That system is three to four km deep at the ends, but seven in the centre. Most observers now seem agreed that these are fundamentally tension features resulting from cracking of the crust.

However, when first observed, these set the ball rolling for the notion that there were extensive rivers, lakes and oceans in the past. The sediments deposited inside these canyons are still cited as some of the best evidence of past water flows.

The edges of canyon after canyon show ridge and gully patterns that look as though they formed yesterday, and even fresher collapse basins eroding those. There is no way on any world with an atmosphere, gravity and spin, that the steep edges to be seen where these features meet the old undisturbed surface surrounding the canyons, could possibly have stayed up for millions let alone billions of years.

Valles Marineris and several other canyon systems seem to be growing now.
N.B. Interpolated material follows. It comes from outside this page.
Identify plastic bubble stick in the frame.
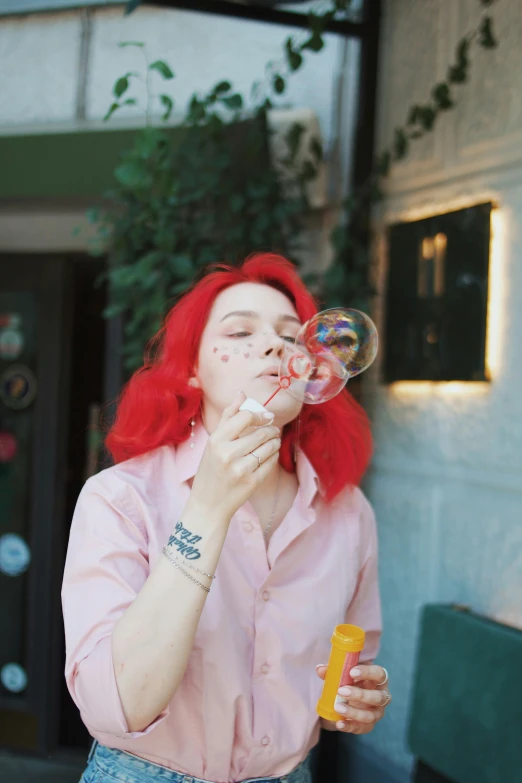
[316,624,366,721]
The appearance of isolated lines of subsidence in the otherwise undisturbed original surface, some way back from and parallel to the developed canyons, shows clearly that the growth is not merely erosional extension of a tectonically dormant system, but is the result of continued and ongoing cracking of the crust.

The South Candor Chasm shows an interesting phenomenon. Much of the eroding material drains towards a narrow bottleneck, formed by a bed of resistive rock running at right angles to the flow (bottom right, below).
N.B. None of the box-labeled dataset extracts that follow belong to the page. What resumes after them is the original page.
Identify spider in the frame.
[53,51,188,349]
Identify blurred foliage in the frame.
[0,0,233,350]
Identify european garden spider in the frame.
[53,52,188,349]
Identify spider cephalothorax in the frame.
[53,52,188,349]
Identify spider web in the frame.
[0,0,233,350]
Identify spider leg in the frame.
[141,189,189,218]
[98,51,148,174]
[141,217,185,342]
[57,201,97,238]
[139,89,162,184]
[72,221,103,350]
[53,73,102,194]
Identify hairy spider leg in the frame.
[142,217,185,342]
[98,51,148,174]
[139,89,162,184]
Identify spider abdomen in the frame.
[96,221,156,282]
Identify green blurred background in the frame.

The material appears to move uphill over this barrier, without any evidence of ponding behind it, but an even more illuminating feature is apparent. Just below the barrier is preserved a slope of the same ridged and gullied soft material as forms the eroding canyon walls nearby.

If water had flowed there, it would have removed that soft material immediately it crossed the barrier, forming a steep nick or step and a waterfall.

For good measure an identical though smaller feature is to be seen in the very next channel across to the left, crossing the same bed of resistive rock. A wind-driven flow would conversely move up and over that soft material, and leave it as seen.

That geological catastrophism operates on Mars is quite clear. There are huge impact craters, huge volcanoes, massive tension gashes, and a vast unstable shield area. All are singular phenomena, not necessarily unique, but triggered by events quite outside the humdrum day- to-day geological business of Mars.

The Tharsis Dome with its attendant volcanoes is believed by some to be too high and large to be ancient and gravitationally stable. On that view, it must be subsiding now; Mars is a round planet with a temporary bulge, tending back to roundness under the force of its own gravity.